4. By July 31, 2015, Rev 973 is required to provide each PRP with a settlement demand. PRPLO-1 includes provisions to mediate the terms of a settlement with a deadline for reaching a settlement by January 29, 2016.
5. PRPLO-1 also includes provisions to allow PRPs that believe they were wrongly named or that have dissolved or become bankrupt or insolvent to seek a voluntary dismissal. Requests for voluntary dismissals using this procedure must be submitted within 30 days of entry of PRPLO-1 or appearance in the case, whichever is later. In the event that parties are unable to reach an agreement on voluntary dismissal, PRPLO-1 sets out procedures governing the filing of appropriate motions.

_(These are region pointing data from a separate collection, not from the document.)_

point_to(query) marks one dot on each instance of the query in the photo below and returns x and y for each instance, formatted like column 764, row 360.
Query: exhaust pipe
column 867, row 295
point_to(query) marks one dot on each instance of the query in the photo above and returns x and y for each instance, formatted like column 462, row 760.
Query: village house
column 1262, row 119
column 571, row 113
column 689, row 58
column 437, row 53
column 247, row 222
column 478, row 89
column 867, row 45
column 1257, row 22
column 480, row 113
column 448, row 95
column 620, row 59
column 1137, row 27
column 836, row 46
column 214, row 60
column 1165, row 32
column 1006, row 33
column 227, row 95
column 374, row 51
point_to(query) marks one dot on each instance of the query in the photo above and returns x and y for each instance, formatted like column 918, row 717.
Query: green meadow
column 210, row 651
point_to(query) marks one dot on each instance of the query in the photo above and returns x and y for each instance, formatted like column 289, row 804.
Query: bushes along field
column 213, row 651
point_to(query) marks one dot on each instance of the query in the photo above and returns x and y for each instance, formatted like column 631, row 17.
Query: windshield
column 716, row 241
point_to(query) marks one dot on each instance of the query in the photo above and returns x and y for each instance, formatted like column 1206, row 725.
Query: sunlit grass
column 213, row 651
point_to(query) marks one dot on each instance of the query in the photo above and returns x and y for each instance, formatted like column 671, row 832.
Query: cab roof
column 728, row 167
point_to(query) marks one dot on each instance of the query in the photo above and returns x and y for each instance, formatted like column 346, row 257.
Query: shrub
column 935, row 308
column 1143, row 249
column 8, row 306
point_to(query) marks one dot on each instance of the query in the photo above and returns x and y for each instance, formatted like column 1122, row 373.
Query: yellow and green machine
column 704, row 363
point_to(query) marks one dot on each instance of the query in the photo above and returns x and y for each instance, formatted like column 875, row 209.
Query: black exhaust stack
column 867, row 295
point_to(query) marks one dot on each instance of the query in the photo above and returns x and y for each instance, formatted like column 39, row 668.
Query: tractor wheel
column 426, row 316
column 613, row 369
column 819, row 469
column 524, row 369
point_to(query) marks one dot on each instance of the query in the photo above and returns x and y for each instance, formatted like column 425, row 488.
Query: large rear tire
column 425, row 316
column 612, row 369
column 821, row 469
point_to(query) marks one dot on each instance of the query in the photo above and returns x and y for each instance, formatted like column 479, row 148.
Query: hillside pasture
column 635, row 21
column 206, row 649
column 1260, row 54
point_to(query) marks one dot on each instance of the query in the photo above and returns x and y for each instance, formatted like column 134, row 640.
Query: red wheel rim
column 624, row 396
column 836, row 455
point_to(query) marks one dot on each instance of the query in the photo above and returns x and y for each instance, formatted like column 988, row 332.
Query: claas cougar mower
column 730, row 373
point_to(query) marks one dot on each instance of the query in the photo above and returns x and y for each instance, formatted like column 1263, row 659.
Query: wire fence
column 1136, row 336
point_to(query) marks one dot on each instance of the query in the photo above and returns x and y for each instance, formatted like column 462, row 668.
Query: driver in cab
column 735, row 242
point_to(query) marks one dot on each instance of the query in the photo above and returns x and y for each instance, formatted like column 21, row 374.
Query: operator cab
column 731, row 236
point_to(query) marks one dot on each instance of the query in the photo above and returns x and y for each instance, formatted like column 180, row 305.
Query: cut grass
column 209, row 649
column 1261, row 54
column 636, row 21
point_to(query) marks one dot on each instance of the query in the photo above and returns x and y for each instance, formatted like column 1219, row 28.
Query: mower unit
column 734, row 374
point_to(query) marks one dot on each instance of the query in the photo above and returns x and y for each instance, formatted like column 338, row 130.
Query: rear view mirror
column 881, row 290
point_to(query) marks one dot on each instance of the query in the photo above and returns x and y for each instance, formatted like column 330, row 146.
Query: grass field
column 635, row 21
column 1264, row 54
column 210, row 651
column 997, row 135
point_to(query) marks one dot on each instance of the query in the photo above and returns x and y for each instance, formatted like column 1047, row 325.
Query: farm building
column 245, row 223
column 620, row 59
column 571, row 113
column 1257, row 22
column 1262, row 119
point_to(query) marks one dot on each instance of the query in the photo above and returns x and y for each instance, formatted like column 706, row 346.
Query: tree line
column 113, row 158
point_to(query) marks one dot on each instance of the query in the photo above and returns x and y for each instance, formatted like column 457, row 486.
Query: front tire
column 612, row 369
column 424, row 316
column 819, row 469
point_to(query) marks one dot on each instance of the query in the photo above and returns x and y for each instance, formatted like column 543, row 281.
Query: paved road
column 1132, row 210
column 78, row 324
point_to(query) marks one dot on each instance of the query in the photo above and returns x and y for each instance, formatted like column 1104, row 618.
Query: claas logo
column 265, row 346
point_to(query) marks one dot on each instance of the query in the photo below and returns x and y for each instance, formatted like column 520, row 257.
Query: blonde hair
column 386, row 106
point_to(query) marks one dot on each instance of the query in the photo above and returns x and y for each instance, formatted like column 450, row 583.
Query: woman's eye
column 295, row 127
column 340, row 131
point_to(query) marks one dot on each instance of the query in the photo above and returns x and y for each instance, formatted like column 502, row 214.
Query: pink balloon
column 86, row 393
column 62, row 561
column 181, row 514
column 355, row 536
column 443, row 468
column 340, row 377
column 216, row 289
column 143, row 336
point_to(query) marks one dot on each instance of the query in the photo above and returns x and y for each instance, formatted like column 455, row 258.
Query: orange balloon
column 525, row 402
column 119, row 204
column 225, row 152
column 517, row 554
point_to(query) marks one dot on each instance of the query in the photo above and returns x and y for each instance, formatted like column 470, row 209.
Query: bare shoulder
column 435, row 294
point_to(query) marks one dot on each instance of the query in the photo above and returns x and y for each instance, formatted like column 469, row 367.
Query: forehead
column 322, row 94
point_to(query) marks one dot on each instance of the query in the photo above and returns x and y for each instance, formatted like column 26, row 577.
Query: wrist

6. Rev 973 and PRPs that do not agree to settle by January 29, 2016, are required to hold an FRCP Rule 26 conference to meet and confer regarding a proposed PRP Litigation Order No. 2 that would govern procedures for active litigation of the case and to lodge the proposed order with the court by March 31, 2016.
Rev 973 opposed entry of PRPLO-1, and it has not yet been entered by the court, although the parties are attempting to proceed as generally contemplated by the proposed order. Rev 973 is not expected to meet the deadlines for providing the manifest packages and settlement offers.